Deux évènements récents me donnent l’occasion de partager avec vous quelques réflexions relatives au bon usage et à la juste compréhension des maux mots de notre belle langue française.

Les plus anciens d’entre vous se souviennent certainement de la première devise du magazine Paris Match : « Le poids des mots, le choc des photos ».

Laissons les photos à Paris Match et voyons ce qu’il en est pour le poids des mots.  L’arrêt n° 39 (20-85.603) de la chambre criminelle de la Cour de cassation en date du 16 mars 2021 est un bon exemple. Je demande par avance aux juristes de pardonner mon emploi de quelques raccourcis, pour rester compréhensible au plus grand nombre.

Monsieur X… donne une suite favorable à l’aimable invitation de participer à une manifestation « marée jaune Lorraine », le 30 mars 2019 à Épinal. Cette participation, à l’insu de son plein gré, lui permet de se voir gratifié, avec toute la fermeté qui sied, d’une amende de 135 euros, sur le fondement de l’article L 211-4 du code de la sécurité intérieure, du fait que cette manifestation était interdite par arrêté préfectoral.

Notre « brave manifestant », sans doute juriste à ses heures, conteste cette sanction appliquée sur le fondement de l’article L 211-4 du code de la sécurité intérieure. En effet, celui-ci s’applique dans le cas d’une manifestation déclarée, ce qui n’était pas le cas dans cette occurrence.

Le juge rejette le pourvoi de Monsieur X… de façon non équivoque :

« L’autorité de police compétente peut toujours interdire, par arrêté pris sur le fondement de l’article L. 211-4 du code de la sécurité intérieure, une manifestation soumise à déclaration, dès lors qu’elle estime que la manifestation projetée est de nature à troubler l’ordre public, peu important que celle-ci ait fait ou non l’objet d’une telle déclaration ».

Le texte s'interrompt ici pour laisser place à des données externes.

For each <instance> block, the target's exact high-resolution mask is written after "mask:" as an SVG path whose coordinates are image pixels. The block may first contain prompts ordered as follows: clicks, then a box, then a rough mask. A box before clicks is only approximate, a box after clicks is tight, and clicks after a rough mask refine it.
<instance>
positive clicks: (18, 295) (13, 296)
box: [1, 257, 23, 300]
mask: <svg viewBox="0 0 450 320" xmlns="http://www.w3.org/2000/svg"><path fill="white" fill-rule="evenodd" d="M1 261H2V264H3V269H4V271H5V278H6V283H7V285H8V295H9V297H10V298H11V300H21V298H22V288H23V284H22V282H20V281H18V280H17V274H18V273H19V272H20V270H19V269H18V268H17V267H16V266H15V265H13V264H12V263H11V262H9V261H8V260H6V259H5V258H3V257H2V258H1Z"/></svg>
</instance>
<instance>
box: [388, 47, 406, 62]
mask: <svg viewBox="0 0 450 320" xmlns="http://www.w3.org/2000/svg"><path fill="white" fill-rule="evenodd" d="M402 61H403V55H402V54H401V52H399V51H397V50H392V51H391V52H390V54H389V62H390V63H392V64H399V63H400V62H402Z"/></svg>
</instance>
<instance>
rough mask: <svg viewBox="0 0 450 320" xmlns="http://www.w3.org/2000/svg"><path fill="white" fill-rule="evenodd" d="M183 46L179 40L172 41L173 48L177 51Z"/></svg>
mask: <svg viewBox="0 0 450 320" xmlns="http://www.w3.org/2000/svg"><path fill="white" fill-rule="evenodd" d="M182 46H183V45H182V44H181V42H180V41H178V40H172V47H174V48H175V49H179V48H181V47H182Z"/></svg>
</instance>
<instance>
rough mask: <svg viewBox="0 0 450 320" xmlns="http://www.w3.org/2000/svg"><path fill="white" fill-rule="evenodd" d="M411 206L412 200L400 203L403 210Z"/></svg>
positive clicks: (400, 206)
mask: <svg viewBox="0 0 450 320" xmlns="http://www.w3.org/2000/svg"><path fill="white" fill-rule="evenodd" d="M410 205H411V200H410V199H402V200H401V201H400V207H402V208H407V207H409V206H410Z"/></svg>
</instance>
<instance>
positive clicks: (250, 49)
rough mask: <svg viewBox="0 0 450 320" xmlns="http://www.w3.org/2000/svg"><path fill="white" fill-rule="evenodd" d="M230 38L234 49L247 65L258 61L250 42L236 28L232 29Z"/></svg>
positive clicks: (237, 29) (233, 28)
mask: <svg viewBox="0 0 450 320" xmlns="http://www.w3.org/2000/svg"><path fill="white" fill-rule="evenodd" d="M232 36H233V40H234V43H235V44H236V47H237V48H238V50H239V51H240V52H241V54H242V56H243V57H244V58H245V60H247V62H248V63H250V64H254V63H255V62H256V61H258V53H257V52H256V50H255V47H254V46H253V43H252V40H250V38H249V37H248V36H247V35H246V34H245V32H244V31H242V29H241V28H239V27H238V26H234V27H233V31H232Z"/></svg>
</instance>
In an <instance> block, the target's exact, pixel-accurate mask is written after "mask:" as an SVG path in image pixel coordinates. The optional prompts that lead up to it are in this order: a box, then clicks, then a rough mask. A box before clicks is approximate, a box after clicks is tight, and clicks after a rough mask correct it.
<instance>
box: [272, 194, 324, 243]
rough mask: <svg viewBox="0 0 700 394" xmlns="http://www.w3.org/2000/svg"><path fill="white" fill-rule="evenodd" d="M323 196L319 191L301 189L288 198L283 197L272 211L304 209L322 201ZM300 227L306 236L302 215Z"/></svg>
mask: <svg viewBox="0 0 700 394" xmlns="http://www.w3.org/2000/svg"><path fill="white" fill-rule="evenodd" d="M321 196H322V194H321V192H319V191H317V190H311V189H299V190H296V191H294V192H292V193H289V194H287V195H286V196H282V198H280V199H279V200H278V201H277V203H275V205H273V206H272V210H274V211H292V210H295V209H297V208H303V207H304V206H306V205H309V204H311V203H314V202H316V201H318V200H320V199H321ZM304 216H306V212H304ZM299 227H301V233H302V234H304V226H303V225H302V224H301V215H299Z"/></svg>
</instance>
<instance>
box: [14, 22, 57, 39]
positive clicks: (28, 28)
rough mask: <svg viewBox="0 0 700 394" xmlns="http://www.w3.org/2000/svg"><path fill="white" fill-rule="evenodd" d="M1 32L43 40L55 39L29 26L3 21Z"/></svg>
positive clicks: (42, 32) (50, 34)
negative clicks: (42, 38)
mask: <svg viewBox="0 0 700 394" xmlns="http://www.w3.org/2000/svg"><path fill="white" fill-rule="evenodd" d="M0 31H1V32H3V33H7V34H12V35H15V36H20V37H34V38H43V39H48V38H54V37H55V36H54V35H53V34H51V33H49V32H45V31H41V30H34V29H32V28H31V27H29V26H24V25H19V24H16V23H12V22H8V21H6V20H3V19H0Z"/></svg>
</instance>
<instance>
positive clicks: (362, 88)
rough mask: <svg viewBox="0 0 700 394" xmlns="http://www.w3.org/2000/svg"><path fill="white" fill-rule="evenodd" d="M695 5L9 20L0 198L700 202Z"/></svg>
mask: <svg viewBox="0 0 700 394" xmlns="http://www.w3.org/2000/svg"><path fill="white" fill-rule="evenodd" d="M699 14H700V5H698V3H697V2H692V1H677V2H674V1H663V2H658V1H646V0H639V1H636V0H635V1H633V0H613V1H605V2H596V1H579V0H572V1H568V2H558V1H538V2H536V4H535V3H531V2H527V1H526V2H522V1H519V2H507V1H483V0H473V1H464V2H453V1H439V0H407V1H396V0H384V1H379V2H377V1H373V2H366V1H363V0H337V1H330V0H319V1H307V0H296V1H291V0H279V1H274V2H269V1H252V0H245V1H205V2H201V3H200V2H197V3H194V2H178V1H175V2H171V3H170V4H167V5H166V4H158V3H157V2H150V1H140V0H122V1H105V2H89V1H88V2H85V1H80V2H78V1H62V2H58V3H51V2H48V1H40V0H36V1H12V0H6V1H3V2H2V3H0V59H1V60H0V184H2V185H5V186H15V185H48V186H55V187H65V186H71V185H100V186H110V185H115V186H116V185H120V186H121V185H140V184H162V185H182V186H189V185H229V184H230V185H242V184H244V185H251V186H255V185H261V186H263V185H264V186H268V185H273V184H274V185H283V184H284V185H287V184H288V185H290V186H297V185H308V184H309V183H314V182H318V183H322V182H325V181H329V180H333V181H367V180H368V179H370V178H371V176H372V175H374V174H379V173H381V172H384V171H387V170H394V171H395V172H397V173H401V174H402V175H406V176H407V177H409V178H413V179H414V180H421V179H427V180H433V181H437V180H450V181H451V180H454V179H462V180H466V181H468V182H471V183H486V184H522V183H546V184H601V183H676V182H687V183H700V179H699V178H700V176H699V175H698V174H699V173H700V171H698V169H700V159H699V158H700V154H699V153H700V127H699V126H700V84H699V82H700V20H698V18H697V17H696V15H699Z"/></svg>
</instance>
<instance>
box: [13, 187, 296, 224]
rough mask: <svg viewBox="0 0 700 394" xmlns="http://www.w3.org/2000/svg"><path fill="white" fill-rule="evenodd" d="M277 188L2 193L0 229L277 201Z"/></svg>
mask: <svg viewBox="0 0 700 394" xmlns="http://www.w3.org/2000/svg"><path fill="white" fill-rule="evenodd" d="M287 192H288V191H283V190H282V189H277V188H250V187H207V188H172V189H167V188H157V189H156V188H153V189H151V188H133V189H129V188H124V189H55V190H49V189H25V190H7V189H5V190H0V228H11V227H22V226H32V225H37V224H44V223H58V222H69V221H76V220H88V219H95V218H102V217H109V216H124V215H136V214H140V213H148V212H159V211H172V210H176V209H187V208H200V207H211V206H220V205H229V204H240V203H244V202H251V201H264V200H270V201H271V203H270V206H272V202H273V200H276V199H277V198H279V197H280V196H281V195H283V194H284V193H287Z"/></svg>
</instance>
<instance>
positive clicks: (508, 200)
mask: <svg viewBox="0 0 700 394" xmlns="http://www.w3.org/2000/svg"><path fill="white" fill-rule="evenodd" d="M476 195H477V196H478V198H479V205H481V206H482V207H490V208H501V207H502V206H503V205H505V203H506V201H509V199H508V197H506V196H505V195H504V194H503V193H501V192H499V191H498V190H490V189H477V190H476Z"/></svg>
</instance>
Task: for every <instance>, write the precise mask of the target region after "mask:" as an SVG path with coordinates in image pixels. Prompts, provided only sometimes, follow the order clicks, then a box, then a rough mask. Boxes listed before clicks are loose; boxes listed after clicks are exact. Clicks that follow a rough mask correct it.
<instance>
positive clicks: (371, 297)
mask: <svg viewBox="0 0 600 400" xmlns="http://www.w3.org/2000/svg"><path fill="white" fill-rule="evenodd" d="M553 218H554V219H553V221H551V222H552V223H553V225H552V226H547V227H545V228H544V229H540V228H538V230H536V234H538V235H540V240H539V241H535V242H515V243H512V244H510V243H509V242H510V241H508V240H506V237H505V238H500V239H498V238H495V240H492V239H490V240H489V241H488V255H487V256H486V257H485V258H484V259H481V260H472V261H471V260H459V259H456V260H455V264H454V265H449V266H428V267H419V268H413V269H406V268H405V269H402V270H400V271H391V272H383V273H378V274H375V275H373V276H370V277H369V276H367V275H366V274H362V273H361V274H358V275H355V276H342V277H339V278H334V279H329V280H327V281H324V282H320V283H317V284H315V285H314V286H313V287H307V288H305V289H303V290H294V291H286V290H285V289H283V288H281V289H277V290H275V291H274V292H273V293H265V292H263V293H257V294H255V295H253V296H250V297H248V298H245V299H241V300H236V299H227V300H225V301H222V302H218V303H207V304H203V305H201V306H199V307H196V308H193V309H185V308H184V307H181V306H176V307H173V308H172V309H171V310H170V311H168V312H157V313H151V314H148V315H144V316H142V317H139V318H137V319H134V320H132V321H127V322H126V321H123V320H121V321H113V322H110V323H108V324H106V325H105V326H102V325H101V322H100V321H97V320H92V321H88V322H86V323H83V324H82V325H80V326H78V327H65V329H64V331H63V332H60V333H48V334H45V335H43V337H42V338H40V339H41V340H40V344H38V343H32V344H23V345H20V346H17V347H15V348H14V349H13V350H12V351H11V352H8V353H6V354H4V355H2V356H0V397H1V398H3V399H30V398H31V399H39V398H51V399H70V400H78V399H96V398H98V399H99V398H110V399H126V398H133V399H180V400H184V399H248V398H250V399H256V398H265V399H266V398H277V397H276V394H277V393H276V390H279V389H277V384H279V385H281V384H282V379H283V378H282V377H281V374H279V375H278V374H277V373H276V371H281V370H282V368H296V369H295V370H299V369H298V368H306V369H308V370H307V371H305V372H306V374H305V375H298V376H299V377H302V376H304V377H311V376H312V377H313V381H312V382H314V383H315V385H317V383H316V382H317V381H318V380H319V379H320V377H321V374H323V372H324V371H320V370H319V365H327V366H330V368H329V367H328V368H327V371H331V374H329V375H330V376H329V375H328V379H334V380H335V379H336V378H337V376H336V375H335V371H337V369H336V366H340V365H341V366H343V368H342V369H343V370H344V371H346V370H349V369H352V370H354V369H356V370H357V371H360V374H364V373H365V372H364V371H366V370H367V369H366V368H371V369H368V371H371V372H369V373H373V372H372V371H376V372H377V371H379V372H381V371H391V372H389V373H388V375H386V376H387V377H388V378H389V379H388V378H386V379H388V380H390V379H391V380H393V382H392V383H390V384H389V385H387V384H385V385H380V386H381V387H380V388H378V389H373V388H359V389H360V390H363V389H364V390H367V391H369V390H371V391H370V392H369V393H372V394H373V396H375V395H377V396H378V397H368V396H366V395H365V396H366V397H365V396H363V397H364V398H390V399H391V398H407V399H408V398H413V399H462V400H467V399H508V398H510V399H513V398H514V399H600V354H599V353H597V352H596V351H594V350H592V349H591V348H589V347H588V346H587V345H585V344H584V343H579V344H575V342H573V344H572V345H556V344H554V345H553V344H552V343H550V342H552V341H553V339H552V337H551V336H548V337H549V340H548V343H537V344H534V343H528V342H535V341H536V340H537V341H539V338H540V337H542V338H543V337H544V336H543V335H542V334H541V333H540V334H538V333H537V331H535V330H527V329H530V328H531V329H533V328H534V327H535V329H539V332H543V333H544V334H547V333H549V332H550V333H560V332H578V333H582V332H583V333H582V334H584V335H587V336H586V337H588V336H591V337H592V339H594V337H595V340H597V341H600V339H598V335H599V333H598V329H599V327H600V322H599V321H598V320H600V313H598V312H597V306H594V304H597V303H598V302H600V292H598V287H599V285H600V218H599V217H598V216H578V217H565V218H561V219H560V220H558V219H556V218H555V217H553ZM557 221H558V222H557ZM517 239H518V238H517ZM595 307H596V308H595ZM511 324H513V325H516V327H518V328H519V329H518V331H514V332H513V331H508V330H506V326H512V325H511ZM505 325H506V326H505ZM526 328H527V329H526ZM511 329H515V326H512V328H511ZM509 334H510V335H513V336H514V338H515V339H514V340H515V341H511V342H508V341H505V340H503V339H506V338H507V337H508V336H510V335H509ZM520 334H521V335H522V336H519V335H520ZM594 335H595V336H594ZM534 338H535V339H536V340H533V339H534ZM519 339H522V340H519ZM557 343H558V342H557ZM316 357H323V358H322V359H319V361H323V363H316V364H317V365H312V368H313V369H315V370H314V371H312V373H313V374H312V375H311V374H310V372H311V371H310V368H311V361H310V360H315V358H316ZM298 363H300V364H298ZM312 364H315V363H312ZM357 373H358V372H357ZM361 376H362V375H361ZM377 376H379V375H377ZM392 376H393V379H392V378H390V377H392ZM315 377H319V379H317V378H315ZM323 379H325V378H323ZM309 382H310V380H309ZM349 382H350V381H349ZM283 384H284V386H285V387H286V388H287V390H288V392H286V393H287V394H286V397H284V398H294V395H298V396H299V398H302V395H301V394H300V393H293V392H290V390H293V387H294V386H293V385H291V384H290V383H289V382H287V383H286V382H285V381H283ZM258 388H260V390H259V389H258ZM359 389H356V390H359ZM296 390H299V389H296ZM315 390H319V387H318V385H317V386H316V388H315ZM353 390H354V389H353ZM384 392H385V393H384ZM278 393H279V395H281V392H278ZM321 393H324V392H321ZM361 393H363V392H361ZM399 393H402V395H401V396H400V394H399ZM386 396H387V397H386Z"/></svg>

Autrement dit, que la manifestation soit déclarée ou pas déclarée, dès l’instant ou l’autorité de police l’a interdite… les participants sont sanctionnables sur le fondement de l’article L 211-4 du code de la sécurité intérieure. Qu’on se le dise.

 

Le deuxième exemple est tout aussi intéressant en ce qu’il concerne l’emploi des mots « qui vont bien » pour caractériser une infraction à la loi.

Comme je vous l’ai conté dans mes billets du 8 mars et du 7 avril dernier, certaines de nos « Z’élites » s’estiment plus égales que d’autres devant la loi. Certaines se sont retrouvées au restaurant pour festoyer entre amis du même camp, alors que le reste des citoyens est privé de restaurants et de réunions festives à plus de six personnes.

C’est le cas de « quelques collaborateurs » du ministère de l’enseignement supérieur qui, le 29 janvier dernier, aux alentours de vingt-deux heures, se sont octroyé un « moment de convivialité » !!! Ce moment a été filmé par une voisine du ministère et rapidement diffusé sur les réseaux « dits » sociaux, provoquant une indignation légitime de personnes respectant les mesures « dites » sanitaires.

Les réactions officielles sont savoureuses :

« C’était un vendredi soir, il était 22 h passé. Il s’agissait d’un moment de convivialité entre quelques collaborateurs, qui se trouvaient dans une cuisine partagée », explique le cabinet de la ministre à 20 Minutes, avant d’ajouter. « C’est un moment de détente en marge d’une semaine de travail, il n’y a pas lieu de monter ça en épingle.

« On bascule dans quelque chose de dangereux et nuisible, dans une société de délation avec des personnes qui filment aux fenêtres des collaborateurs de cabinet qui bossent 16 h/jour, 7 jours sur 7, observant la vie au quotidien d’un ministère et attendant le moindre faux pas », s’inquiète-t-on au cabinet de la ministre, qui évoque « une volonté de nuire au gouvernement ».

Infraction, moment de convivialité, amende, déclarée, monté en épingle, interdit … le choix des mots, je vous dis, le bon choix des bons mots. Tout est dans la nuance. Vive la novlangue. Surtout pas d’amalgames !!!

« L’absurde, c’est la raison lucide qui constate ses limites »

(Abert Camus)

Chers lecteurs, je vous aime et vous salue.